P#1 was discharged home on 10/25/22 at 3:48 p.m. Discharge instructions failed to include education regarding lacerations or sutures. In addition, a review of the discharge medication list failed to reveal that P#1 was on anticoagulants (medications specifically prescribed to thin blood or prevent clots or medications known to decrease clotting times). P#1 was discharged home on 10/25/22 at 3:48 p.m.

Further review of the MR failed to reveal whether P#1's laceration site was examined before discharge and whether the site was bleeding at discharge.

A review of a Prehospital Care Report by EMS revealed that EMS was dispatched on 10/25/22 at 6:31 p.m. to respond to P#1, who had passed out but was breathing. The back of P#1's head was still bleeding. EMS placed dressings on P#1's head and transported P#1 back to the hospital. A review of the medications listed on the EMS report included clopidogrel (brand name Plavix - used to thin blood and prevent clotting). P #1 arrived at the ED on 10/25/22 at 7:45 p.m.

An additional medical record review revealed that P#1 arrived at the ED by EMS on 10/25/22 at 8:00 p.m. with a chief concern of syncope (fainting). A review of an MSE by MD CC at 9:03 p.m. revealed that P#1 was seen in the ED earlier on 10/25/22 and still had mild bleeding from her scalp from a laceration that had been repaired.
P#1 was admitted to hospital on 10/26/22 at 2:54 a.m.

A review of the list of home medications revealed that daily aspirin (blood thinner) and clopidogrel had been recorded and confirmed on 10/26/22.

An interview was conducted with the ED Nurse Manager (RN) EE on 12/15/22 at 9:35 a.m. RN EE stated that the physicians and nurses would remove the dressing after a laceration repair to assess the site. If no interventions were necessary, the staff would re-cover the wound and assess the dressing on the next shift. RN EE said P#1 was admitted to the hospital after her second ED visit due to age, a recent fall, and syncope. RN EE further stated that when a patient had a fall, the staff would need to note if the person was on blood thinners because of additional concerns. Whenever a patient was on blood thinners and hit their head, there would be a concern about a potential bleed. RN EE further said that after the doctor sutured a wound, the nurses would clean and bandage the laceration repair. RN EE said it was possible to suture a small wound on the scalp by moving the hair around, and the scalp would not always need to be shaved. The bandage would not be taped if it was in the hair, but the wound would be cleansed. RN EE said it was not uncommon for a laceration to bleed a little after a laceration repair. RN EE said patients would be given discharge instructions on maintaining and cleaning the sutured area and what to expect, including bleeding, adverse reaction, and follow-up care. RN EE confirmed that the only instructions given to P#1 were 'Preventing Falls in Older Adults,' and P#1 should have gotten instructions about laceration repair during the first ED visit.

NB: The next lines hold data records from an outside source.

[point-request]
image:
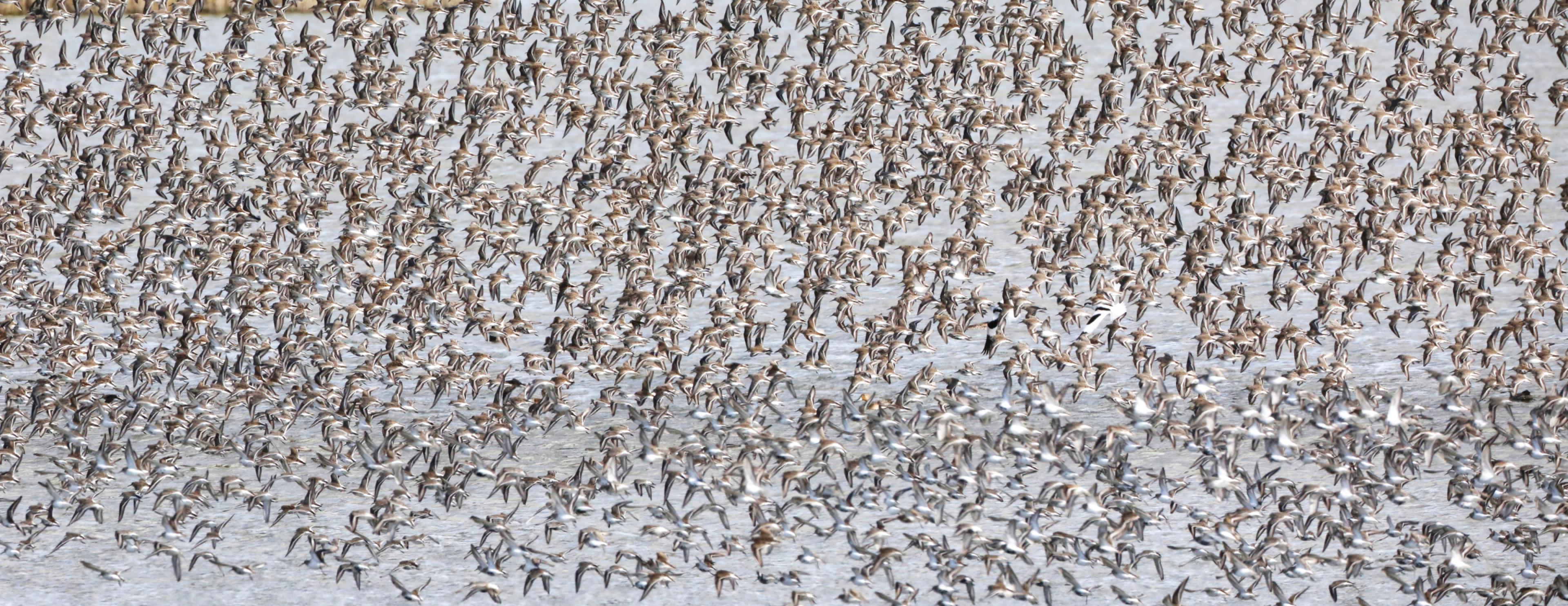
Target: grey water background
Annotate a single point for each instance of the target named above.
(59, 580)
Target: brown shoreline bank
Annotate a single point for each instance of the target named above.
(206, 7)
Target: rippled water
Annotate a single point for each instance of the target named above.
(41, 578)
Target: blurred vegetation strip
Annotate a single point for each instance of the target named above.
(206, 7)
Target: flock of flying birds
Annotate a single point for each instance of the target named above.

An interview was conducted with the complainant on 12/16/22 at 12:33 p.m. The complainant said she was not present at the hospital until the following day after P#1's initial ED visit. The complainant said P#1's wound was still bleeding when she arrived the following afternoon. The complainant said that although she was not present the first time P#1 was discharged, she was told by a family member that after P#1 was brought to the front of the ED, P#1 was taken back to have the dressing changed prior to P#1 being released. The bandage had become saturated with blood. The complaint said that she was on the phone with the nurse during the time P#1 was being discharged from the ED, and the complainant asked the nurse why P#1 was being discharged while on blood thinners. The nurse informed the complainant that a head CT was normal, so P#1 was being discharged. The complainant said it appeared the nurse was not aware that P#1 was on blood thinners.